リョーサン菱洋、産業ロボット遠隔制御システムの実証実験成功
エレクトロニクス商社であるリョーサン菱洋株式会社は、NTT株式会社と共同で行った実証実験において、産業用ロボットをIOWN® APN上で遠隔制御するシステムの成功を収めました。このシステムは、神奈川県横須賀市に設置されたロボットを、東京都武蔵野市のサーバーから制御するというもので、実装にかかる工数を劇的に短縮する可能性を示しています。
実証実験の概要と成果
この実験では、リョーサン菱洋が提供するFranka Robotics社やDobot社の産業用ロボットが使用されました。NTTによる先進的な産業用ネットワーク機能が活用され、作業モデルとプロトコルドライバを事前にサーバー上に登録しました。これにより、現地での詳細な動作定義を行う必要がなくなるため、ロボット導入にかかる時間とコストが大幅に削減されることが確認されました。

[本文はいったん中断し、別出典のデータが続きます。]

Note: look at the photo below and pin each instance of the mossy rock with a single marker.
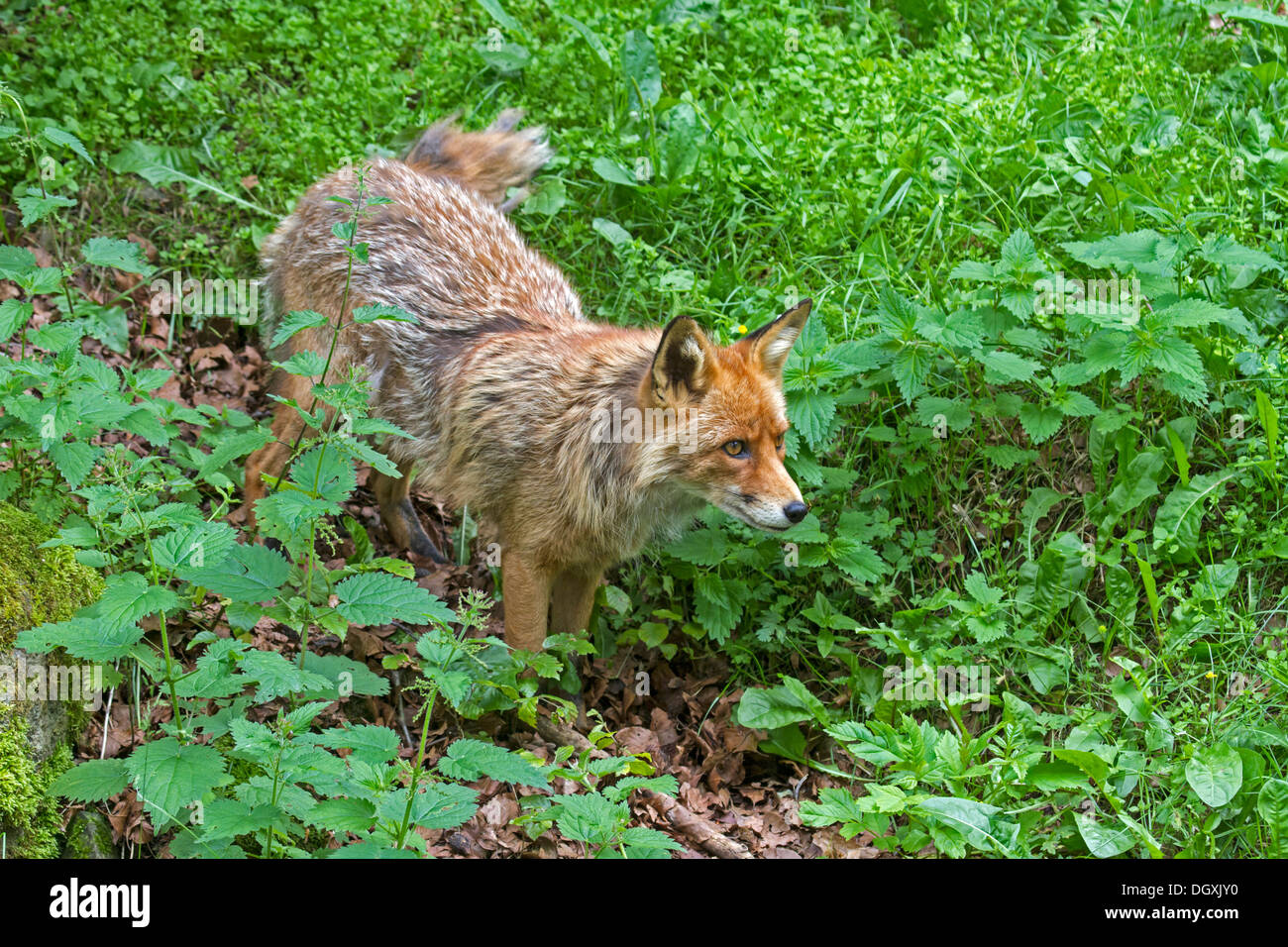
(37, 737)
(30, 818)
(38, 585)
(89, 835)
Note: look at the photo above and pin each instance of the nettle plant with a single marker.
(240, 767)
(1020, 780)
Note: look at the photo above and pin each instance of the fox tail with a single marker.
(487, 162)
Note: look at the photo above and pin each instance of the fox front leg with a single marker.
(399, 517)
(526, 594)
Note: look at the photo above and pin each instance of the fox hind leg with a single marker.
(398, 514)
(572, 600)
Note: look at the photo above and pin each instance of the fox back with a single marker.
(505, 386)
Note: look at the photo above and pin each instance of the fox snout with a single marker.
(774, 509)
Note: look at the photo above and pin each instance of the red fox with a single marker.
(580, 442)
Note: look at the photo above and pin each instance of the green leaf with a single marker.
(1104, 841)
(1215, 774)
(640, 71)
(975, 270)
(378, 598)
(381, 311)
(14, 315)
(37, 209)
(227, 818)
(1273, 809)
(811, 412)
(277, 677)
(1085, 761)
(343, 814)
(683, 142)
(591, 38)
(768, 709)
(1180, 517)
(612, 232)
(700, 548)
(304, 364)
(91, 781)
(1003, 367)
(1039, 421)
(128, 598)
(1145, 252)
(1133, 486)
(952, 411)
(366, 742)
(65, 140)
(168, 777)
(978, 822)
(121, 254)
(613, 172)
(73, 460)
(323, 474)
(249, 574)
(295, 322)
(469, 759)
(166, 165)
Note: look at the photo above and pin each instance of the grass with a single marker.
(861, 155)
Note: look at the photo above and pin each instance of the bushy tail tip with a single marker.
(488, 161)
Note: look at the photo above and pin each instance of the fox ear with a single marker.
(771, 343)
(683, 364)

例として、中小規模の工場で簡易的なロボットシステムを導入する際は、従来6〜7ヶ月かかっていた工数を、最短4.5ヶ月に短縮できる可能性があるとのこと。このシステムの導入により、少なくとも30%の工数削減が見込まれています。
中小企業に新たなチャンスを提供
少量多品種の製造を行う中小規模工場にとって、ロボット導入は多くのハードルがありますが、本実験に成功した新たなシステムはその課題を改善する可能性があります。特に、専門知識を持つ人材を確保することなく、直感的に操作できる設計がなされているため、普及が促進されるでしょう。
背景と実験の必要性
日本の製造業は急速に進む人口減少に直面しており、特に中小企業では深刻な人手不足が続いています。大手企業はロボットによる自動化を進めていますが、中小企業は高額な導入費用や新規導入時の専門知識の必要性から、導入をためらっています。これに対抗すべく、リョーサン菱洋とNTTは協力して、この突破口となる実証実験に乗り出したのです。
今後の展望
リョーサン菱洋は、今後もNTTとともに産業用ロボットの遠隔制御技術を活用し、食品産業や化粧品産業など他の分野でも自動化を推進する意向を示しています。これにより、生産現場の労力を軽減し、人手不足の課題に対処することが期待されています。さまざまな技術を組み合わせることで、工場におけるロボット導入のハードルを下げ、より多くの企業が生産自動化を実現できる環境を提供することが目指されています。
結論
リョーサン菱洋とNTTの共同実証実験は、産業用ロボットの導入をよりスムーズにするための大きな一歩となっています。今後の発展に期待が寄せられるこの技術が、少量多品種生産を行う中小規模工場にも普及し、製造業の未来を切り拓くことに繋がるでしょう。